Son dies in hot car after mother left him for hours to prepare for daughter’s birthday party

Son dies in hot car after mother left him for hours to prepare for daughter’s birthday party

After leaving him in a hot car outside their house for hours while preparing for her daughter’s birthday party, a five-year-old boy died in a Texas suburb on Monday.

Cops claimed the mom and other child, an eight-year-old girl, were out running errands for the party when they returned to the Harris County home, and that the mom and other child, an eight-year-old girl, exited the vehicle and entered the house.

The boy, on the other hand, remained strapped to his seat in the back.
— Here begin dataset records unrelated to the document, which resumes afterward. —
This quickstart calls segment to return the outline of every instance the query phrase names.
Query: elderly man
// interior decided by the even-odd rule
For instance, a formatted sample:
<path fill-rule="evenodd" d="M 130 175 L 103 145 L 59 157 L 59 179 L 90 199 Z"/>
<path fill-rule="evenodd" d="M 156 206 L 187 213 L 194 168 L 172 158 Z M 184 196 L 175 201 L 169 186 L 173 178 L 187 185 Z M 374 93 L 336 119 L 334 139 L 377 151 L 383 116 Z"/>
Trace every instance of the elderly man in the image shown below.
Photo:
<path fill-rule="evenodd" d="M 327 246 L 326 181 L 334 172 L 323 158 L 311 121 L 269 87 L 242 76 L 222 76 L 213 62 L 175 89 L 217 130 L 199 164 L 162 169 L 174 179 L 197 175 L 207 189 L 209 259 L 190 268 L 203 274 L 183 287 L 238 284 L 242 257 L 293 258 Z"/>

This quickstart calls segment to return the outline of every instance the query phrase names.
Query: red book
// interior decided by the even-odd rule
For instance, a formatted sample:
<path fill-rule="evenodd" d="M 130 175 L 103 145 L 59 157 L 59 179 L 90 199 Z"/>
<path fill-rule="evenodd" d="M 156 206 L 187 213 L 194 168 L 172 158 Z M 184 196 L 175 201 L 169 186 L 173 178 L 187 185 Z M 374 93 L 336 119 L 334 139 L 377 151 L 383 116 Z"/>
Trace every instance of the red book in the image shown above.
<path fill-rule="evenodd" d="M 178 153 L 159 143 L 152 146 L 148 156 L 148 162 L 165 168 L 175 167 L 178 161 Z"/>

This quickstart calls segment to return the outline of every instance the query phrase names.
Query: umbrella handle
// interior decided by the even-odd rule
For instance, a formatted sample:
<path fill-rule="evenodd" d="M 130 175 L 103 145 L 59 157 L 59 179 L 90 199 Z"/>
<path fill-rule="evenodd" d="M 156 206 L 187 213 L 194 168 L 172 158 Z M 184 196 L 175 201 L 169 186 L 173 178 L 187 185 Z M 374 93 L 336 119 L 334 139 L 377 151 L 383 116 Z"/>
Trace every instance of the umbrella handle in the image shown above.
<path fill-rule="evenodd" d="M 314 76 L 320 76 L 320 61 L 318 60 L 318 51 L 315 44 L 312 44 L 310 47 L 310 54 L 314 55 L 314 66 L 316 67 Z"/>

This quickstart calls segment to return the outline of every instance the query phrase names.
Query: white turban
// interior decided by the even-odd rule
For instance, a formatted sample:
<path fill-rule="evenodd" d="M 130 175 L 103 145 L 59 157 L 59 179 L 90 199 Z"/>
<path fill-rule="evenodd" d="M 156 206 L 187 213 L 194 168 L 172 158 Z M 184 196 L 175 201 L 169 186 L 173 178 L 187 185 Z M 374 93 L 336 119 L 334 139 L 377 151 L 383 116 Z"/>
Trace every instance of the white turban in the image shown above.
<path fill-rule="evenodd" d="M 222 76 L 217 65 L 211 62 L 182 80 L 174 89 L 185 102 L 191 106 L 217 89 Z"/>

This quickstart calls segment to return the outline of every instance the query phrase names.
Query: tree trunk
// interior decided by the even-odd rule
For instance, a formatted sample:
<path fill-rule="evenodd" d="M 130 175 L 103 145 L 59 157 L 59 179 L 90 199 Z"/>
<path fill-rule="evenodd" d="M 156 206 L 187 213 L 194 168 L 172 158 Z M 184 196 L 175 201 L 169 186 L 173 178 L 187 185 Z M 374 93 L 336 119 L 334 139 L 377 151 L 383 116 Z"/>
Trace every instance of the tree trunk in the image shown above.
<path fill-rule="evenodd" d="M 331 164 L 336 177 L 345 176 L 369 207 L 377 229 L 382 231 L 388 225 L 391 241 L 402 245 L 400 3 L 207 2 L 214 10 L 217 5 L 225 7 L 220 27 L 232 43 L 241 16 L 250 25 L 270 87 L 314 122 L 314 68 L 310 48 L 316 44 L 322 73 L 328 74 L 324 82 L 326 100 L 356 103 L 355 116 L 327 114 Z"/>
The mom realized the boy had been left alone for three hours, according to investigators, but it was too late by then.

At 2 p.m., the unfortunate incident was reported to the police. On a day when the temperature reached 101 degrees, the car was parked outside the family’s home just outside Houston.

The mother, who police say left the boy behind inadvertently, has yet to be recognized or charged.

‘Between maybe two to three hours, the mom noticed that the other 5-year-old wasn’t nowhere to be found,’ Sheriff Ed Gonzalez said Monday of the incident, which is currently being investigated by his police force.

‘She began calling for him, but no answer. She frantically ran outside and discovered the 5-year-old still buckled in his car seat.’

The sheriff went on to reveal that the mom told investigators that boy knew how to unbuckle himself and get out of a car, and likely assumed that the child did exactly that.

However, Gonzalez said that investigators say the black SUV was a rental, and that the child’s unfamiliarity with vehicle’s safety locks may have played a part into the incident.

‘It appears that the child routinely knows how to unbuckle himself from the toddler’s seat and open the door, but on this occasion, it didn’t happen,’ Gonzalez told press gathered in the normally quit cul-de-sac Monday evening.

He added  that ‘the door did not have any kind of child safety lock enacted or anything like that.’

Medical examiners have yet to disclose a cause of death, but Gonzalez believes the boy died of heat stroke due to the conditions.

Temperatures in the Texas town topped 100 degrees that afternoon, with the heat inside the closed truck possibly reaching 120 degrees.

In a confined automobile, temperatures may quickly rise to 113 degrees in just 10 minutes.

According to police, the mother contacted 911 as soon as she discovered the boy, who was lifeless. The infant was pronounced dead by emergency officials who arrived on the scene.

In hot weather, cars can quickly heat up from the inside, according to Amber Rollins, head of the non-profit Kids and Car Safety.

‘Most people don’t realize that the majority of the increase in temperature inside of a car happens within the first 10 minutes,’ Rollins said. ‘Their little bodies heat up 3 to 5 times faster than an adult.’

Meanwhile, Texas has the highest rate of hot car deaths in the country.

The Lone Star State is responsible for 56 percent of all unintentional hot car accidents in the country, as well as 26 percent of all occurrences in which a child is stuck in a car and can’t get out.